In June 2007, then Idaho senator Larry Craig was arrested following a sex sting in a bathroom inside the Minneapolis airport. The sting was not directed at him even though he became its unwitting victim. The aim was to investigate claims by users of the washroom that lewd behaviour of some sort, euphemism for gay sex, was going on in the stalls.
To his misfortune, Craig solicited an undercover cop and was promptly arrested. The news spread like wildfire through the American political landscape, not least because Craig had by then established himself as an old-style Republican who repeatedly spoke up against homosexuality and gay rights. After the scandal, he stayed on and completed his term, but his political career was finished.
He got plain unlucky that night, but given that he may have shown such predilections in the past, would it have been appropriate for a media house to set up a sting to specifically uncover his sexuality? The answer to this question takes us to a recent story in Gawker that raised a great storm online, so much so that the story was pulled down within a day.
The Gawker story, published the Thursday before last, outed David Geithner, the CFO of Conde Nast, as gay after an escort approached the website with details of an aborted encounter between him and Geithner. Apparently, the escort had figured out who he was dealing with (apart from his position at Conde Nast, Geithner is also brother to former US treasury secretary Tim) and had sought Geithner’s help in resolving a personal legal issue. Geithner, who is married to a woman and has two children, declined any assistance to the escort and cancelled their meeting. The escort then decided to extract his pound of flesh by approaching Gawker with the story.
The question is whether there is a certain line that the media should not cross in these cases. Geithner may have been up to something that cannot be called entirely ethical, but it was nobody’s business but his.
Craig, on the contrary, was a public person whose utterances on homosexuality could swing the debate around the issue among the broader public. In both cases, privacy was breached, but I would reckon that it was a laudable aim in Craig’s case while it was sheer voyeurism in Geithner’s.
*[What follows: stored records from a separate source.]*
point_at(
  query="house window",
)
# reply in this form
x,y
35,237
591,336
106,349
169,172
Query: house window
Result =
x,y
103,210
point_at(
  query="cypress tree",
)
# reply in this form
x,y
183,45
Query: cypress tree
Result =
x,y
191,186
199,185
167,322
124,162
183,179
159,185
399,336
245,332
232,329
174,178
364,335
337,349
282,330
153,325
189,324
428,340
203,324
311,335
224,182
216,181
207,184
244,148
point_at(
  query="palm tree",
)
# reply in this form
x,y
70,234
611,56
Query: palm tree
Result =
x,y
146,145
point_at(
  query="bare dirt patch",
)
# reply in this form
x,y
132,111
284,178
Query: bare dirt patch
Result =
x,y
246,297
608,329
In April this year, Priya Vedi, a doctor at AIIMS, committed suicide after leaving a long note on her Facebook page that blamed her gay husband for mental trauma. At the time, I had written a piece in Newslaundry arguing in favour of those publications that had chosen to reveal her and her husband’s names. I offered two reasons for this: one, with her death, the idea that her identity not be disclosed for reasons of propriety failed to stand muster, especially since the case could throw light on an urgent issue; and two, her stark testimony in her suicide note called for a certain shaming of the husband who had allegedly refused to grant her any conjugal rights.
Truth be told, I am less taken with the second reason today. While the sanctity of the suicide note as an instrument of apportioning guilt remains unchallenged, and while I remain convinced of the guilt of Vedi’s husband, I agree with Newslaundry columnist Rajyasree Sen, who said in reference to my piece in the NL Hafta episode of April 22, that in a society like ours, to call out someone’s homosexuality before the full facts of the case have emerged is problematic.
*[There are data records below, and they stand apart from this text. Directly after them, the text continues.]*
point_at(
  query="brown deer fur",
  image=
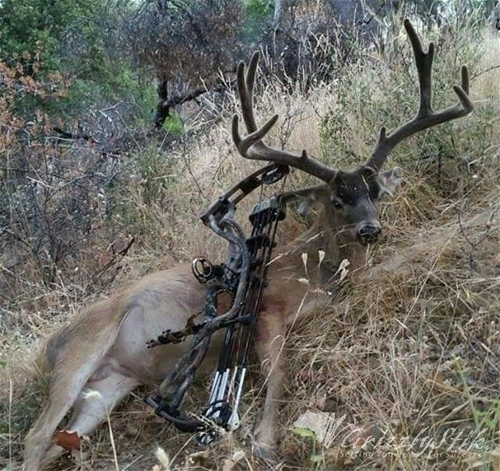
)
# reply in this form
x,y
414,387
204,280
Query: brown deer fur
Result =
x,y
101,356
This, I repeat, does not seem to be true in Vedi’s case, since I know of people who had seen her husband’s profile on gay meet-up sites, but I agree with Sen’s larger point about exercising greater caution when speaking on such issues.
This is also because sometimes the issues can get mixed. One of the first pieces I wrote in the aftermath of Vedi’s suicide was a stringent excoriation of her husband. My critique stemmed from my discomfort with his closeted status and what his actions had unleashed in his marital life.
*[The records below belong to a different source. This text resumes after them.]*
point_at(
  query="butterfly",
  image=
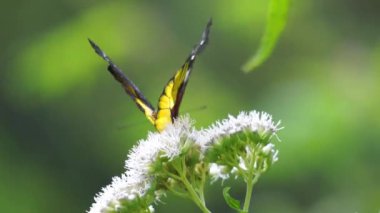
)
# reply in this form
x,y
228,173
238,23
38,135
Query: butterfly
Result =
x,y
172,94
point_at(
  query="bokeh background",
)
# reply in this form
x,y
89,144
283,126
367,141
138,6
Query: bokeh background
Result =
x,y
66,126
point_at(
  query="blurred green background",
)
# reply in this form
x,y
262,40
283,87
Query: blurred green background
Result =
x,y
66,126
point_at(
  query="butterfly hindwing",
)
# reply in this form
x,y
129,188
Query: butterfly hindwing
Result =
x,y
129,87
171,97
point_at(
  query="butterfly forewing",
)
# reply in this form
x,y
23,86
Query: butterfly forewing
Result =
x,y
171,97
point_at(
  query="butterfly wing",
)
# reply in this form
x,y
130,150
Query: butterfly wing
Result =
x,y
171,97
129,87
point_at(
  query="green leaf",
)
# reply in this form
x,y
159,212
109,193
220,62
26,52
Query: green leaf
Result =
x,y
231,202
276,21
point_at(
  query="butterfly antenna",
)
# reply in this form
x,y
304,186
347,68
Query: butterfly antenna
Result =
x,y
204,40
100,52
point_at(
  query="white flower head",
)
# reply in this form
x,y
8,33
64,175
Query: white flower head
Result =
x,y
136,180
258,122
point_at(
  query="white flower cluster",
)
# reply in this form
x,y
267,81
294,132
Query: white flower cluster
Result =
x,y
137,180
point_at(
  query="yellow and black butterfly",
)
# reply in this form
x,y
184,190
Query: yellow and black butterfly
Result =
x,y
171,97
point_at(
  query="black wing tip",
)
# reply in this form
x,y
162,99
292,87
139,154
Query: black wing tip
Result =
x,y
204,39
99,51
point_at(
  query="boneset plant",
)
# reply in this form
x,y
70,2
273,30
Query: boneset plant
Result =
x,y
181,160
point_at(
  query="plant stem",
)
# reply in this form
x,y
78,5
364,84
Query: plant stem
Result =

I had not intended to shame him for his homosexuality, but that is how my critique came to be read by the less enlightened. While I had wanted the case to start a conversation on Section 377, which forces a number of gay men in this country to get married to women, my piece ironically fed into a homophobic wave that the case let loose and which ultimately failed to distil my essential argument.
That is the danger in talking incautiously about homosexuality. As a journalist or commentator, it is important to understand what you can and cannot do with your knowledge of someone’s gayness.
If you have information about someone like Craig, who has stayed in the closet while using his office to demean gays, sure, go ahead and make it public. But if the information does not serve a public end there is no reason that you should forcibly out someone.
And here is the rub. Some in Gawker defended the Geithner story on the pretext that there was a case for outing a gay man married to a woman since that would boost the cause of greater visibility. But this argument is specious. Coming out is a deeply personal journey and no one has the right to dictate when and how it ought to be done. When you out someone against their will, you play into a sensationalist homophobic space that strips the gay person of both agency and dignity.
And so, even if we were to give Gawker the benefit of the doubt and believe that they filed the Geithner story with noble aims—which, to be sure, I doubt—it would still not count as a good reason. The road to hell is paved with good intentions. You may fool yourself into believing that you are shining the spotlight on a larger issue but your action will have consequences, and you would not have helped by putting the cart before the horse.
Like everything else, stories about homosexuality must bow to the context in which they take place. Especially in a country like ours, where gayness remains a taboo topic, out men like me or the liberal intellectual crowd broadly need to ensure that our voice generates more light than heat. That is something we should remember when talking about LGBT issues.